Élections et corruption

La juste note

Élection Québec 2012 - Bilan


À croire Jean Charest, cette campagne électorale estivale ne doit rien à la crainte des révélations qui viendront cet automne de la commission Charbonneau, et son gouvernement mérite un huit sur 10 pour sa lutte contre la corruption! Heureusement, le projet de loi 1 qu’un éventuel gouvernement caquiste consacrerait à l’intégrité nous a ramenés hier dans la réalité.

Si Jean Charest s’accordait le même traitement implacable qu’il réserve à ses adversaires, il taillerait en pièces le premier ministre sortant.
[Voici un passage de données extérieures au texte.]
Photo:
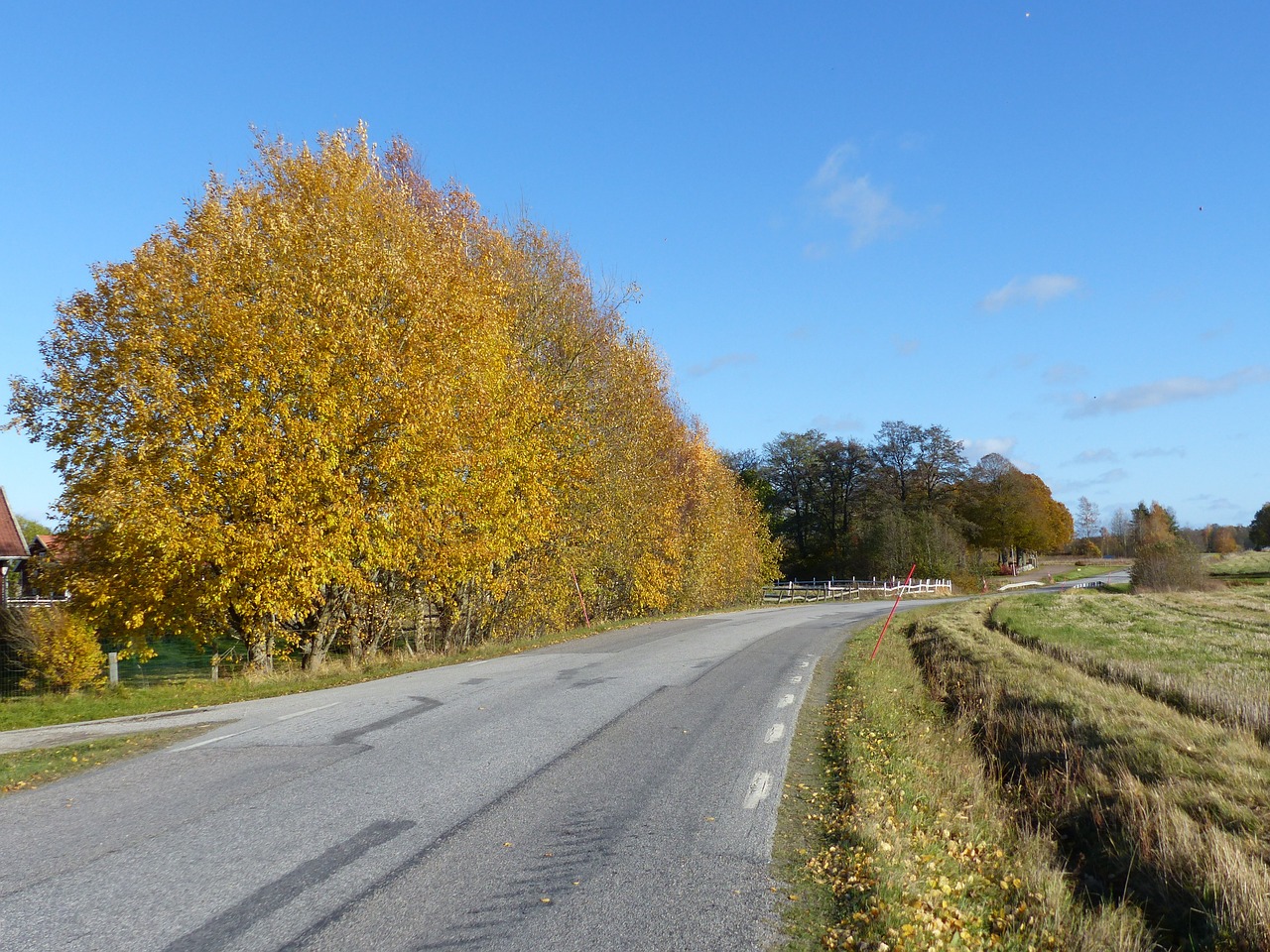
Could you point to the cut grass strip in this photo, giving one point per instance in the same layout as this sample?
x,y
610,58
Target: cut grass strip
x,y
908,844
91,705
28,770
1205,654
1151,807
Pendant des mois, il a complètement ignoré la majorité silencieuse — celle qui lui plaît tant aujourd’hui — qui réclamait sondage après sondage une enquête publique sur l’industrie de la construction, dont des enquêtes journalistiques solides témoignaient de la nécessité. Après avoir banalisé la situation et raillé l’opposition, il n’a bougé que pour mieux se retrancher derrière des enquêtes policières qui, par leur nature même, se déroulaient dans l’ombre et ne pouvaient dresser un portrait global de la situation.
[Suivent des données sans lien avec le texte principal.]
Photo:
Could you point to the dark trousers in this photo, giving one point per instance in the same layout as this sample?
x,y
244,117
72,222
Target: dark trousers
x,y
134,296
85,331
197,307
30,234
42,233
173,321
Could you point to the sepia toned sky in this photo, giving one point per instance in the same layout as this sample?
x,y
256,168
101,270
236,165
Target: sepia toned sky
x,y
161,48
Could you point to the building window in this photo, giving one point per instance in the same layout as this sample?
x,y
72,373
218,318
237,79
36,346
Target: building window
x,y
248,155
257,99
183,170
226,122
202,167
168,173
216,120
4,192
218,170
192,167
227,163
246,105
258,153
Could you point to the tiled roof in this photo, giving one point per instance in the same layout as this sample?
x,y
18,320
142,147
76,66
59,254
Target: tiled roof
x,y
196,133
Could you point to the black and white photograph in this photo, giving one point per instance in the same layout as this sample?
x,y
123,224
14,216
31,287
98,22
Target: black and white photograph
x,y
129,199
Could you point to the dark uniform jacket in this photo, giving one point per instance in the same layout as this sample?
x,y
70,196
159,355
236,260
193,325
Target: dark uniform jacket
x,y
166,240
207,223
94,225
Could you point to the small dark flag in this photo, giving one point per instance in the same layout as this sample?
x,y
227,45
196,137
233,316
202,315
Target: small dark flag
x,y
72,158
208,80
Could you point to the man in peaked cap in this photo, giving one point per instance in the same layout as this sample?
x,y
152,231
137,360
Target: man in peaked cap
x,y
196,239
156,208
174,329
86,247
Il a fallu que Jacques Duchesneau coule son rapport dans les médias pour que, acculé au mur, M. Charest se décide à créer une commission d’enquête. Et il a fallu que la commissaire France Charbonneau mette le pied à terre et réclame les pouvoirs que le premier ministre ne lui avait pas donnés pour que les travaux puissent débuter.

Oui, le premier ministre sortant a lutté fort et a consacré bien des efforts dans le dossier de la corruption et de la collusion. Mais cette énergie a passé à se traîner les pieds. M. Charest ne faillit d’ailleurs pas à la tâche en cherchant encore à endormir les Québécois à ce sujet. À cet égard, il mérite un huit sur dix.

Il faut surtout retenir que le gouvernement libéral a plongé le Québec dans un tel cynisme envers la politique que les autres partis ont cru nécessaire, avec raison, de débuter leur campagne en mettant l’accent sur l’honnêteté, comme l’a fait la chef péquiste Pauline Marois mercredi, ou comme le déclinait hier le chef de la Coalition avenir Québec, François Legault.

L’honnêteté et l’intégrité sont des vertus difficiles à tenir en politique, et la tolérance zéro dont M. Legault se faisait le chantre hier est un idéal plus qu’un objectif. Peu de partis, CAQ comprise, peuvent se targuer de ne pas avoir de squelettes dans leur placard. Mais il est clair que ces dernières années, la situation a dérapé: glissements éthiques, copinage, collusion, corruption ne sont plus des cas exceptionnels.

En voulant faire du respect de l’intégrité dans la vie publique la première loi de son gouvernement, François Legault pose un jalon bienvenu. Son projet ratisse large, incluant l’examen des finances de toutes les municipalités du Québec et l’obligation pour le vérificateur général de se pencher tant sur Hydro-Québec que sur la Caisse de dépôt et placement du Québec qui échappent présentement à son contrôle.

M. Legault entend aussi moderniser la Loi sur le lobbyisme, et créer un poste de commissaire à l’intégrité qui regrouperait les fonctions du commissaire au lobbyisme et du commissaire à l’éthique. Il s’inscrit dans une dynamique que l’actuel commissaire au lobbyisme a déjà enclenchée, lui qui déposait en mai dernier 105 recommandations pour renforcer la loi qui le gouverne.

Mais le plus grand obstacle à l’efficacité de la loi vient de la résistance à s’y soumettre, qui touche firmes de génie-conseil comme regroupements de médecins. François Legault devra aussi dire ce qu’il entend faire pour mettre un terme à cette attitude, qui touche l’un de ses candidats vedettes, Gaétan Barrette. Bienvenue dans la réalité.